Zwei Hochgeschwindigkeitszüge waren am Wochenende bei einem Gewitter aufeinandergeprallt, weil offenbar die Signaltechnik ausfiel. Nach erster Darstellung hatte ein Blitzschlag die Stromversorgung des Schnellzuges D3115 lahmgelegt. Der nachfolgende Zug konnte nicht mehr rechtzeitig bremsen, sein Lokführer kam beim Aufprall ums Leben. Drei hochrangige Funktionäre der Shanghaier Eisenbahnbehörde wurden noch am Sonntagabend gefeuert. Gleichzeitig ordnete die Regierung an, die Sicherheit des gesamten Schienennetzes zu überprüfen.

"Fortschrittlich und ausgereift"

Der Sprecher des Eisenbahnministeriums, Wang Yongping, entschuldigte sich für das Unglück. Zugleich aber erklärte er: "Chinas Hochgeschwindigkeitszug ist fortschrittlich und ausgereift. Wir vertrauen ihm."

Die chinesische Öffentlichkeit reagierte empört über die - wie viele Chinesen glauben - vermeidbare Katastrophe. Auf den Webseiten und in Mikroblogs kursierten in kürzester Zeit Fotos und Filme vom Ort des Geschehens, Berichte überlebender Passagiere und kritische Fragen über die Hintergründe des schlimmsten Unglücks seit der Einweihung der ersten Hochgeschwindigkeitsbahnen im Jahr 2007. Beim Bau wurde, so der Tenor, womöglich gespart, weil sich Funktionäre bei der Auftragsvergabe die Taschen füllten.

Der - inzwischen wegen Korruption verhaftete - frühere Eisenbahnminister hatte einen "großen Sprung nach vorn" in der Bahntechnik versprochen. Das Schienennetz soll innerhalb von fünf Jahren von derzeit 8.000 auf 17.000 Kilometer erweitert werden, versprach er.

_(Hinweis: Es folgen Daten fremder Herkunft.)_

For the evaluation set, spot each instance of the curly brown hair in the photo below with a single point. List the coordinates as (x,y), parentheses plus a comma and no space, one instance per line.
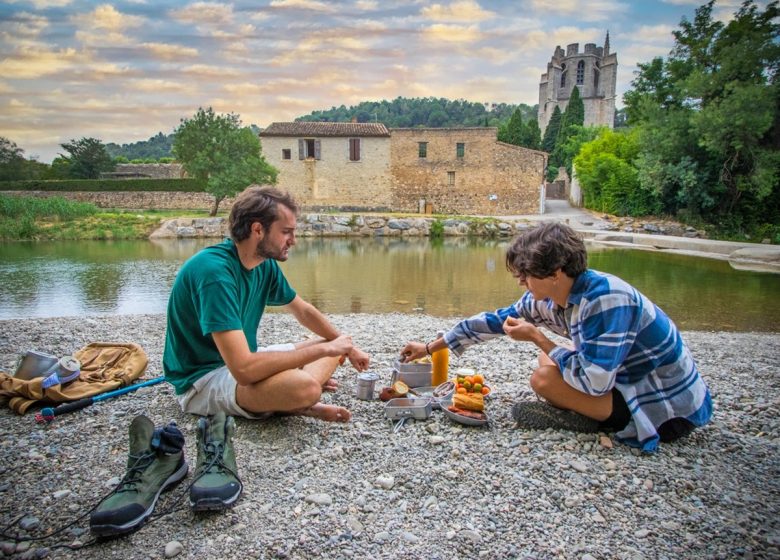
(545,248)
(257,204)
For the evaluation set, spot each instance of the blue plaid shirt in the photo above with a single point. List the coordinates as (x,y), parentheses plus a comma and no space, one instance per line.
(621,339)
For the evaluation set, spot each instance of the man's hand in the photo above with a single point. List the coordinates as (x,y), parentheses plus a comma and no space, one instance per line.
(521,330)
(413,351)
(358,359)
(340,346)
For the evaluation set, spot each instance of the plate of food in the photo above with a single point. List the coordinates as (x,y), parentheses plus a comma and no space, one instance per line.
(467,409)
(468,381)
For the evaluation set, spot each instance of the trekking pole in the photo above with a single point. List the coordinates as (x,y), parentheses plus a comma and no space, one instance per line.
(48,414)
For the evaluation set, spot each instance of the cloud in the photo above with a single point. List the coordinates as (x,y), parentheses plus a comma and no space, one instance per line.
(462,10)
(167,51)
(366,5)
(201,71)
(23,26)
(446,33)
(157,86)
(28,63)
(107,17)
(649,34)
(204,13)
(303,5)
(586,10)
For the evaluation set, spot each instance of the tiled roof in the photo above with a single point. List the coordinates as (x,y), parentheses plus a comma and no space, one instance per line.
(325,129)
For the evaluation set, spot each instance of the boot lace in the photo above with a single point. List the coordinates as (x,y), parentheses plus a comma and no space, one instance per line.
(214,453)
(134,473)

Warnungen in den Wind geschlagen?

"Warum gibt es kein System, das die Züge vor Blitzeinschlag schützt", fragt nun ein Kommentator im populären Webforum "Tianya". Andere erinnern daran, dass sich Chinas Eisenbahnfunktionäre bei der Einweihung der Hochgeschwindigkeitsstrecke zwischen Peking und Shanghai Ende Juni gebrüstet hatten, mit den 300 Stundenkilometer schnellen Zügen besser als Japaner und Deutsche zu sein, deren Kawasaki- und Siemens-Technik als Grundlage dienen. Ein weiterer Online-Kommentator beklagt, die Behörden hätten alle Warnungen über mangelnde Sicherheit in den Wind geschlagen: "Solange es keinen Unfall gibt, prahlen sie, Nummer eins auf der Welt zu sein. Sobald etwas passiert, erklären sie, das könne jedem Land passieren, weil die Technik so schwierig ist."

Und es kursiert noch ein weiterer Verdacht: Die Zahl der Todesopfer sei womöglich nach unten manipuliert worden sein - so wie es auch bei Minenunglücken üblich ist. Denn übersteigt die Menge der Toten eine bestimmte Grenze, müssen Funktionäre neuerdings automatisch ihren Hut nehmen. Belege, dass dies auch in Wenzhou geschehen ist, gibt es dafür nicht.

Ein Kommentator auf "Sina.Weibo", der chinesischen Schwester von Twitter, fasste die Situation folgendermaßen zusammen: "Wenn ein Land so korrupt ist, dass ein einziger Blitzschlag eine Eisenbahnkollision verursacht, dann ist niemand von uns sicher. China ist heute ein Zug, der durch ein schweres Gewitter fährt. Keiner von uns ist nur Zuschauer, wir sind alle Passagiere."